There were clear institutional limits on Obama in a system where forty Senators could block the majority on anything. The Democrats had sixty votes for a very brief time due to the delays in swearing in Al Franken and later Ted Kennedy’s death.  Even when Obama technically had sixty Senators voting with the Democrats, this included Joe Lieberman and Ben Nelson who would never go for the type of leftist agenda Frank favored.

Obama chose to use his limited political political capital to concentrate on health care reform, passing a comprehensive health reform package after previous presidents from Harry Truman to Bill Clinton were unsuccessful. Ted Kennedy once expressed regret at working with Richard Nixon and instead insisting upon a single-payer system at the time. Similarly Hillary Clinton convinced Bill to threaten to veto anything other than her plan, rejecting a Republican proposal which was very similar to the Affordable Care Act. It would be far better to accept what can be passed and then work to improve it over time.

Sure the Affordable Care Act is a confusing jumble, but that is because it built upon our current system. It would have been better if the system was even more complex and perhaps confusing, including either the public option or Medicare buy-in. Neither could pass because both Lieberman and Nelson opposed them. Obama certainly could have never received sixty votes for a single-payer plan, breaking up the banks, or a bigger stimulus.

Beyond Congress, Obama was limited by conservative media bias on economic matters. Obviously Fox was out there spreading lies and attacking anything Obama wanted to do, but the problems weren’t limited to Fox and its viewers. Most of the media is owned by the wealthy, and much of the news, especially on television, is reported by wealthy television stars. They might not share the Republican views on social issues or their opposition to science and reason (leading to the conservative view of  a liberal media) but many of them are quite conservative on economic issues. They were biased towards tax cuts and cutting spending. Media reports on the economy typically stressed the size of the deficit and included the assumption that a reduction in government spending was necessary. Few pointed out the degree to which Republican spending and tax cuts in the Bush years contributed far more to the deficit than Obama’s stimulus spending. The atmosphere was hardly conducive to pushing an even bigger stimulus, regardless of how much more this would have helped the economy recover. He also ignores the degree to which Obama’s stimulus did help bring about economic recovery.
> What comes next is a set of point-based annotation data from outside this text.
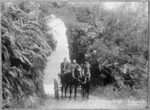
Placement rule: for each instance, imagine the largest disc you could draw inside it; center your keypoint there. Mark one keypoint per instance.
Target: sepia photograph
(74, 55)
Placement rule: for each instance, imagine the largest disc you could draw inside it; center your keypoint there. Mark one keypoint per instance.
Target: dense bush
(114, 42)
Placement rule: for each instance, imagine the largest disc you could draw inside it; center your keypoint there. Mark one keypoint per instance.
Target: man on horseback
(74, 65)
(86, 69)
(65, 67)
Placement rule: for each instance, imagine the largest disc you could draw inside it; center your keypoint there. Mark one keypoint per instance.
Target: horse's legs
(75, 91)
(66, 90)
(70, 91)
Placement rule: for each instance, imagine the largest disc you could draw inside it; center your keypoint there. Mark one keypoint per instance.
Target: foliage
(25, 48)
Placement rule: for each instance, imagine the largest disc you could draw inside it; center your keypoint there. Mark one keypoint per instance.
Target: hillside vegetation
(115, 42)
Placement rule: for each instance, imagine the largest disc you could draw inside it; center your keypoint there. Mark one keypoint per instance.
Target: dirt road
(93, 103)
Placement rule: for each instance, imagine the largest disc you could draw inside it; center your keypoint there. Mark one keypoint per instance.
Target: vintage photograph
(74, 55)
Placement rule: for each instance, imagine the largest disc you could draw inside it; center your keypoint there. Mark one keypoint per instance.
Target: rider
(74, 65)
(86, 69)
(65, 67)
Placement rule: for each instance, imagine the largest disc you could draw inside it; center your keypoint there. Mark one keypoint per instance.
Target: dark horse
(68, 81)
(85, 80)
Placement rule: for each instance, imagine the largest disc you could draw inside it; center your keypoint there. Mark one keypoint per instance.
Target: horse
(69, 81)
(85, 81)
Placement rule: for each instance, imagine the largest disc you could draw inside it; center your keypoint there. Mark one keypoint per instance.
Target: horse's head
(77, 71)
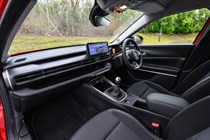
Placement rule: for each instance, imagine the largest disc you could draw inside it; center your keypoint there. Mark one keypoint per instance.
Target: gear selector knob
(117, 81)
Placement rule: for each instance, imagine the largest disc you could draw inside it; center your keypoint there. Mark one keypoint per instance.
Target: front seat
(192, 88)
(192, 123)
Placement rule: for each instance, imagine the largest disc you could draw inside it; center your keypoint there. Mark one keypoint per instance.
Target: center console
(157, 108)
(108, 89)
(114, 93)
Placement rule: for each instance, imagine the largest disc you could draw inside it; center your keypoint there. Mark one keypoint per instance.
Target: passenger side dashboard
(33, 77)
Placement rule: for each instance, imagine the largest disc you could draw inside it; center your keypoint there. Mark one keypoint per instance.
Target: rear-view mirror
(102, 21)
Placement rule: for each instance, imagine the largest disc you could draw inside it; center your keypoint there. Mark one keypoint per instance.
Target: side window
(175, 29)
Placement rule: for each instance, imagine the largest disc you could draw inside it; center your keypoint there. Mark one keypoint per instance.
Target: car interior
(114, 91)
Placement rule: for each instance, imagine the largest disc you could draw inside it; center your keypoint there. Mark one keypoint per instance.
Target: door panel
(162, 63)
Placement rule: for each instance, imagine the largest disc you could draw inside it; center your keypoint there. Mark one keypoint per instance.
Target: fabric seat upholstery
(113, 125)
(192, 88)
(192, 123)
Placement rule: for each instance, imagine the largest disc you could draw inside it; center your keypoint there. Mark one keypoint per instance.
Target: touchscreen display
(96, 49)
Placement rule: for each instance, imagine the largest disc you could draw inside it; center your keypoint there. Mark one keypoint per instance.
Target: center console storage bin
(164, 104)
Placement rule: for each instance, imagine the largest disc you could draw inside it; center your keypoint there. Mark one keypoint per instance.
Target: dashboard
(33, 77)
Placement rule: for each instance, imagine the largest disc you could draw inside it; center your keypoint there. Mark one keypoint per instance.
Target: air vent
(67, 67)
(61, 68)
(28, 77)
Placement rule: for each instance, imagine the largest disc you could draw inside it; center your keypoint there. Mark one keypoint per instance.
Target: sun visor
(146, 6)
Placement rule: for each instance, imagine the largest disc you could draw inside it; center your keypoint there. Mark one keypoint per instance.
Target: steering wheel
(132, 57)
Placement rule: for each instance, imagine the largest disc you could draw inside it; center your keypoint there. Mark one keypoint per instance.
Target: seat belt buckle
(156, 128)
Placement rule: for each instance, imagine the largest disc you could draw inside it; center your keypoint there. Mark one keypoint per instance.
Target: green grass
(24, 43)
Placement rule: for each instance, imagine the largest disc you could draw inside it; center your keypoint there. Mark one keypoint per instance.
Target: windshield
(59, 23)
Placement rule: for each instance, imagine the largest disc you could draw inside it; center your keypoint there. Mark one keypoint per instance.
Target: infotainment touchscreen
(97, 49)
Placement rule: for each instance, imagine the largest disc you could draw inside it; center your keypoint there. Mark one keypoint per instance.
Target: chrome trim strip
(159, 73)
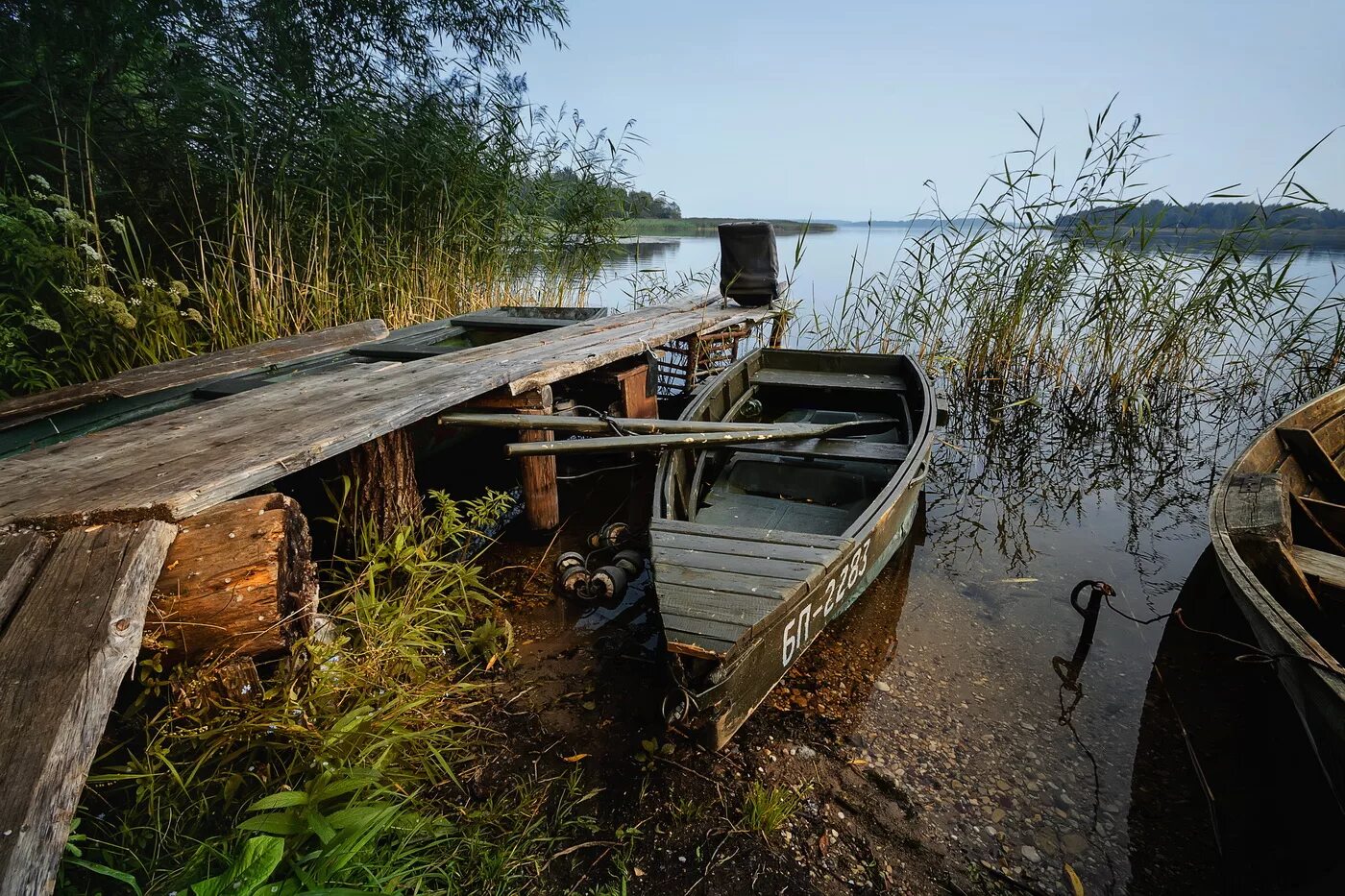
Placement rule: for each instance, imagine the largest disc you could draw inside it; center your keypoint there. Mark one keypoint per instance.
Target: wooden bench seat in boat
(716, 581)
(819, 379)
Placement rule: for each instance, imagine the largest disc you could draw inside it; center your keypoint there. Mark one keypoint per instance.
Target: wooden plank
(690, 628)
(746, 533)
(22, 552)
(710, 321)
(822, 379)
(716, 545)
(715, 580)
(744, 564)
(877, 452)
(187, 370)
(70, 643)
(1314, 462)
(184, 462)
(1329, 568)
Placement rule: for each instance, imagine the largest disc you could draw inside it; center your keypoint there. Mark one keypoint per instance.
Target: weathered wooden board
(181, 463)
(187, 370)
(238, 580)
(62, 657)
(823, 379)
(22, 552)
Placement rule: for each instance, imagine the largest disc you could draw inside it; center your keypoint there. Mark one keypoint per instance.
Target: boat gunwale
(910, 473)
(1243, 583)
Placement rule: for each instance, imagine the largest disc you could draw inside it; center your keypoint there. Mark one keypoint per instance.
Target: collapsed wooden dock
(86, 522)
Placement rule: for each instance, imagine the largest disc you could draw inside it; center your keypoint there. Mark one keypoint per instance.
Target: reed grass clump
(358, 767)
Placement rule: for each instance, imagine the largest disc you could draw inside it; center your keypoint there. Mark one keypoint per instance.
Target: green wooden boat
(756, 547)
Just as Frank ignores the benefits of Obama’s policies, including the Affordable Care Act and the stimulus, he exaggerates what Obama did not do. No, Obama did not destroy Social Security and Medicare. It is the other party which has been seeking to do that. Offering  Chained CPI in exchange for a grand bargain on the deficit might never have been a good idea, but we can’t blame Obama for making a bad deal when such a deal was never made and we don’t know what he would have held out for before making such an agreement.

Obama’s record has much in it to displease the far left. It is doubtful that any other president would have achieved more than he actually did.

1 Comment

  1. 1
    JimZ says:

    This is a fair assessment of the Obama years, and a concise answer to Thomas Frank, who usually does a better job reporting. I had a similar reaction when I read Frank’s piece.